Example: deny all tool calls from a specific MCP server#

To fully block a server while you review it:

curl -X POST http://localhost:3100/v1/policies \
  -H "x-api-key: local" \
  -H "Content-Type: application/json" \
  -d '{
    "name": "block-untrusted-server",
    "priority": 1,
    "agent_selector": { "name": "untrusted-mcp-server" },
    "tool_selector": {},
    "outcome": "deny"
  }'

Priority 1 means this is evaluated before any other policy. The empty tool_selector matches all tools. Every call from untrusted-mcp-server is denied.

To lift the block: disable or delete the policy in the console. You do not need to edit mcp-config.json.

Common Patterns#

Block all high-risk tools in production#

High-risk tools should not be callable by any agent in production without explicit review. Place this at a low priority number so it is evaluated before broader allow rules.

await bl.policies.create({
  name: 'block-high-risk-in-prod',
  priority: 1,
  agent_selector: { environment: 'production' },
  tool_selector: { risk_classification: 'high' },
  outcome: 'deny',
});

Require approval for medium-risk tools in production#

await bl.policies.create({
  name: 'approve-medium-risk-in-prod',
  priority: 2,
  agent_selector: { environment: 'production' },
  tool_selector: { risk_classification: 'medium' },
  outcome: 'approval_required',
});

Allow everything in development#

Development environments typically need unrestricted access for testing. Place this at a high priority number so specific deny rules for other environments are not overridden.

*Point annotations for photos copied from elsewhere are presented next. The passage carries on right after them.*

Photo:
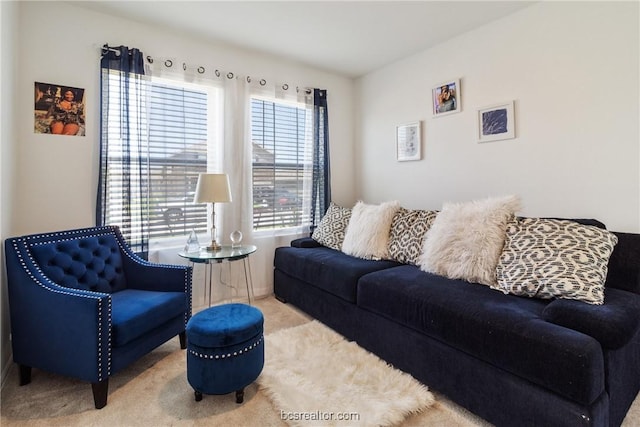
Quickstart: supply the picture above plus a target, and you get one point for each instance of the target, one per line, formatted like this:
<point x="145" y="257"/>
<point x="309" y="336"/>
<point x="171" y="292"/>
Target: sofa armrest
<point x="613" y="324"/>
<point x="305" y="242"/>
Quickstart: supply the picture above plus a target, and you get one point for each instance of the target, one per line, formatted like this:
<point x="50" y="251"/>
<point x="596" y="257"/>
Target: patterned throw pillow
<point x="330" y="231"/>
<point x="407" y="234"/>
<point x="549" y="258"/>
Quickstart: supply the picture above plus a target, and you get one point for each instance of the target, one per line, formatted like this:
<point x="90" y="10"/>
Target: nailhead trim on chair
<point x="227" y="355"/>
<point x="80" y="294"/>
<point x="64" y="236"/>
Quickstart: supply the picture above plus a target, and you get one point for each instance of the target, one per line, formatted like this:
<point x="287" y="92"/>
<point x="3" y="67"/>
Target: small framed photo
<point x="408" y="142"/>
<point x="445" y="98"/>
<point x="496" y="122"/>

await bl.policies.create({
  name: 'allow-all-in-dev',
  priority: 100,
  agent_selector: { environment: 'development' },
  tool_selector: {},
  outcome: 'allow',
});

Block a specific agent from a specific tool#

Name-based selectors let you block a single agent from a single tool regardless of its environment or classification.

await bl.policies.create({
  name: 'block-agent-x-from-delete-record',
  priority: 5,
  agent_selector: { name: 'legacy-agent' },
  tool_selector: { name: 'delete-record' },
  outcome: 'deny',
});

Allow everything for trusted agents#

An agent classified as critical may represent a fully audited system that should have unrestricted access. Allow it explicitly, but place it at a high priority number so narrower deny rules still take effect when they match first.

await bl.policies.create({
  name: 'allow-critical-agents',
  priority: 90,
  agent_selector: { risk_classification: 'critical' },
  tool_selector: {},
  outcome: 'allow',
});

Policy Evaluation Walkthrough#

Consider this policy set, ordered by priority:

Priority	Name	Agent Selector	Tool Selector	Outcome
1	block-high-risk-in-prod	`{ environment: production }`	`{ risk_classification: high }`	deny
10	approve-medium-risk-in-prod	`{ environment: production }`	`{ risk_classification: medium }`	approval_required
50	allow-support-agent	`{ name: customer-support-agent }`	`{}`	allow
100	allow-all-dev	`{ environment: development }`	`{}`	allow

Scenario A: customer-support-agent (production, medium) tries to use send-email (medium).

Priority 1: agent selector matches (production). Tool selector requires high — send-email is medium. No match.
Priority 10: agent selector matches (production). Tool selector requires medium — send-email is medium. Match. Outcome: approval_required.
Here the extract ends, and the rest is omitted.